Be it enacted by the Senate and House of Representatives of the United States of America in Congress assembled,
This Act may be cited as the “Retail Justice Review Act of 2018”.
In this Act—
(1) the term “potential program participant” means an individual who a retailer has probable cause to believe stole or attempted to seal property from the retailer;
(2) the term “program participant” means an individual who—
(A) a retailer has probable cause to believe stole or attempted to steal property from the retailer; and
(B) participates in a retail theft rehabilitation program offered by the retailer;
(3) the term “retail theft rehabilitation program” means an education program that a retailer offers, directly or through a third party, to a potential program participant instead of making or filing a report of theft with a law enforcement agency; and
(4) the term “retailer” means a person that is engaged in the business of selling goods at retail.
(1) IN GENERAL.—The Attorney General shall conduct a study that examines the effectiveness of retail theft rehabilitation programs.

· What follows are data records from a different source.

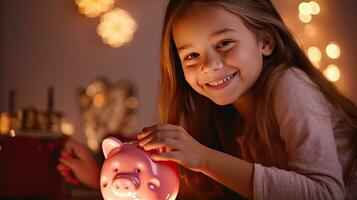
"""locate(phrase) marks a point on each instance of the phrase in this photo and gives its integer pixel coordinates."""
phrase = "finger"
(71, 163)
(158, 127)
(72, 180)
(146, 140)
(62, 167)
(162, 143)
(65, 154)
(168, 156)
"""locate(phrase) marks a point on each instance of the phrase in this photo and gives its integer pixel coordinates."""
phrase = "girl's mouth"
(221, 83)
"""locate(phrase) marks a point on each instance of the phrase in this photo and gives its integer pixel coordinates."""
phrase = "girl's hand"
(77, 164)
(179, 146)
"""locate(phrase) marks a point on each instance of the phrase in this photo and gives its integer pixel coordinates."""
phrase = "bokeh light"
(314, 54)
(332, 73)
(305, 8)
(67, 128)
(314, 7)
(93, 8)
(333, 50)
(305, 18)
(117, 27)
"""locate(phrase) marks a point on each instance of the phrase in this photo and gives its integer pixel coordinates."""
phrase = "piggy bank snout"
(125, 184)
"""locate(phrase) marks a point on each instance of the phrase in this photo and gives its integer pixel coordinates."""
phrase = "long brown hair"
(180, 104)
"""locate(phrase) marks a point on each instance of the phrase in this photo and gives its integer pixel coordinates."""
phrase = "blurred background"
(59, 44)
(89, 68)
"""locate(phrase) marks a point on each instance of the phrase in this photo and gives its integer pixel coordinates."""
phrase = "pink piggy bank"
(129, 173)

(2) REQUIREMENTS.—In conducting the study under paragraph (1), the Attorney General shall—
(A) consider any information the Attorney General considers relevant to examining the effectiveness of retail theft rehabilitation programs, including the effect of the programs on—
(i) the number of calls made to law enforcement agencies due to retail theft;
(ii) the burden of retail theft on law enforcement agencies, prosecutors, courts, and other justice system agencies;
(iii) the recovery of restitution or civil remedies by retailers; and
(iv) recidivism among program participants;
(B) evaluate the fairness of retail theft rehabilitation programs, including whether the effects of the programs are discriminatory on the basis of race, age, sex, or income;
(C) include case studies of retail theft rehabilitation programs in effect as of the date on which the study is initiated, including, to the extent practicable, case studies drawn from geographically diverse regions of the United States; and
(i) program participants;
(ii) retailers who have implemented retail theft rehabilitation programs;
(iii) Federal, State, local, and tribal law enforcement agencies; and
(iv) third-party providers of retail theft rehabilitation programs.
(b) Report.—Not later than 1 year after the date of enactment of this Act, the Attorney General shall submit to Congress and make publicly available a report containing—
(1) findings from the study conducted under subsection (a); and
(2) final recommendations based on the findings under paragraph (1) of this subsection.
SEC. 4. Applicability of Federal law.
Notwithstanding any other provision of Federal law, a retailer may offer a retail theft rehabilitation program in accordance with State, local, and tribal law.